Excel 2007の条件付き書式には、新しく3つの機能が追加された。それが「データバー」「カラースケール」「アイコンセット」だ。第5回「セルのデータのランクが一目瞭然に」でも少しお伝えしたように、これらの機能を使うと、数値が入力されたセル同士を比較して、差をはっきりと示したり、セルの数値がどのランクに属するかを明らかにしたりといったことができるわけだ。

 では、これら3つの新機能は、それぞれどんな特徴があり、どのような場面で使えば効果的なのだろう。
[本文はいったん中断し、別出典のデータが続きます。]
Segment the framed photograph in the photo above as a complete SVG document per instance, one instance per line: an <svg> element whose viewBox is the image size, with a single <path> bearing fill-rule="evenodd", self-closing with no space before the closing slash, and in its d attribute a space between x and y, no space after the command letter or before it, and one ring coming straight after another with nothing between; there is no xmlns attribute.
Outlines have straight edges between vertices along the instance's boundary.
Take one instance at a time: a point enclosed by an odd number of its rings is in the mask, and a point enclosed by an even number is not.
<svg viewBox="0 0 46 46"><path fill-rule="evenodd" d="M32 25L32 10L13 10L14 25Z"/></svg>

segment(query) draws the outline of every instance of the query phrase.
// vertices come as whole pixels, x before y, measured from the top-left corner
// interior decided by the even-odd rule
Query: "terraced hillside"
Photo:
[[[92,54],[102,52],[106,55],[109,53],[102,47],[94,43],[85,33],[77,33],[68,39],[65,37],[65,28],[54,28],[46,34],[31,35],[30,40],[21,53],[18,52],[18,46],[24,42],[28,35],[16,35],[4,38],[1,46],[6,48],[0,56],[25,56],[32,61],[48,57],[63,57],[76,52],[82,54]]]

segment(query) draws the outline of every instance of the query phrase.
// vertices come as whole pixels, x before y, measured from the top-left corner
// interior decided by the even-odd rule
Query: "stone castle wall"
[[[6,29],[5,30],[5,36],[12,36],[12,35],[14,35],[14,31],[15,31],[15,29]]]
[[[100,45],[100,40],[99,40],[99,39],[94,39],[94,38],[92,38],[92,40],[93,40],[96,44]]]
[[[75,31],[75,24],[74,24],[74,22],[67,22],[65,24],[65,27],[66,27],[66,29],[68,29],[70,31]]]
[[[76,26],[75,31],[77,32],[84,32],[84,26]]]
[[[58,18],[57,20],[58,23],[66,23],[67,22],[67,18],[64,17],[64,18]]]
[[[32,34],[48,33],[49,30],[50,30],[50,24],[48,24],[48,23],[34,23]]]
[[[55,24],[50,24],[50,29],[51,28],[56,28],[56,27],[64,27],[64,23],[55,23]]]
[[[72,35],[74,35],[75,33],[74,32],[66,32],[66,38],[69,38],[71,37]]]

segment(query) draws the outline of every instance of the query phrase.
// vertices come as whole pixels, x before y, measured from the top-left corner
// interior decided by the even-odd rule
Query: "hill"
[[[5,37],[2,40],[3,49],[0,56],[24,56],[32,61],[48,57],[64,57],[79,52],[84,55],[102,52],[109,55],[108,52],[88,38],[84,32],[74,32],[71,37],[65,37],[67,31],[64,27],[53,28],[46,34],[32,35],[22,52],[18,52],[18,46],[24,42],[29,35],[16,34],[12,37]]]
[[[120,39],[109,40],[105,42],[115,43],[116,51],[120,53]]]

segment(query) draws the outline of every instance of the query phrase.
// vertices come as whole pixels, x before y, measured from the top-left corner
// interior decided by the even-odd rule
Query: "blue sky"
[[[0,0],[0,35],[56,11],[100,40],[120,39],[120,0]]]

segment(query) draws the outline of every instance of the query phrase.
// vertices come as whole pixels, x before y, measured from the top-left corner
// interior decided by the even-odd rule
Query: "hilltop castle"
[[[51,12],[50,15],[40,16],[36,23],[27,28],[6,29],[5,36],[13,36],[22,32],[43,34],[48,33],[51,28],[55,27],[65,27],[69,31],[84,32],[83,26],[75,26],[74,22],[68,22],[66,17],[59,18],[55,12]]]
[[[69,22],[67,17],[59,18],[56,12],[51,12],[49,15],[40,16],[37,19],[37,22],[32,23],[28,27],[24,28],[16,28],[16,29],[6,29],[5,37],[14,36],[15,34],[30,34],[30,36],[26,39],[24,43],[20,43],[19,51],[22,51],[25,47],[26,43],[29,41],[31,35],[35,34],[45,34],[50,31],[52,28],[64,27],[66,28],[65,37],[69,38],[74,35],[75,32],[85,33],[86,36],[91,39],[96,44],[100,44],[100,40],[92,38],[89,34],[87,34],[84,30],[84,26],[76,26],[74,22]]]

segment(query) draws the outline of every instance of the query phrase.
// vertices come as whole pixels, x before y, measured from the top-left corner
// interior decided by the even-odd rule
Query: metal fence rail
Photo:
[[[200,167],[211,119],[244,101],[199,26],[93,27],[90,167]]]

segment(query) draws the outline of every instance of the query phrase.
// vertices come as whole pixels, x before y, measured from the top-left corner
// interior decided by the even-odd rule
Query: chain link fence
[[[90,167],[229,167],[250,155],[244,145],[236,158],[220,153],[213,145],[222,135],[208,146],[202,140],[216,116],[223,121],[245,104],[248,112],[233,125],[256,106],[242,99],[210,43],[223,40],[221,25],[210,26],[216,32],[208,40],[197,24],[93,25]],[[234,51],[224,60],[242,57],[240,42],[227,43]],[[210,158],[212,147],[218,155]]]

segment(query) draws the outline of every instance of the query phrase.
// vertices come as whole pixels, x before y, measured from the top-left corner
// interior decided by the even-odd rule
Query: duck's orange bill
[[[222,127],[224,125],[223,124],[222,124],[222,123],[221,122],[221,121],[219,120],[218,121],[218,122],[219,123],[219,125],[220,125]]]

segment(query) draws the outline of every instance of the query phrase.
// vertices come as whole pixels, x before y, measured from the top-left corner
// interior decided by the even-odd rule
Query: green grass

最終回である今回は、「データバー」「カラースケール」「アイコンセット」の使い分けにスポットを当ててみよう。

「データバー」で上位と下位の差が一目瞭然

 試験の成績を入力した表があるとしよう。F列に表示された点数を、条件付き書式で分析してみたい。

 まずは「データバー」を試してみよう(図1)。「データバー」とは、名前のとおり数値の大きさを横棒で表示する機能だ。大きい数値は棒が長く、小さくなるほどに棒は短くなる。あらかじめセル幅を広めに取っておくと、長短の差がはっきりと表示され、比較しやすくなる。「データバー」は、ちょうど数値を棒グラフにするのとまったく同じ感覚で、あらゆるデータに利用できる。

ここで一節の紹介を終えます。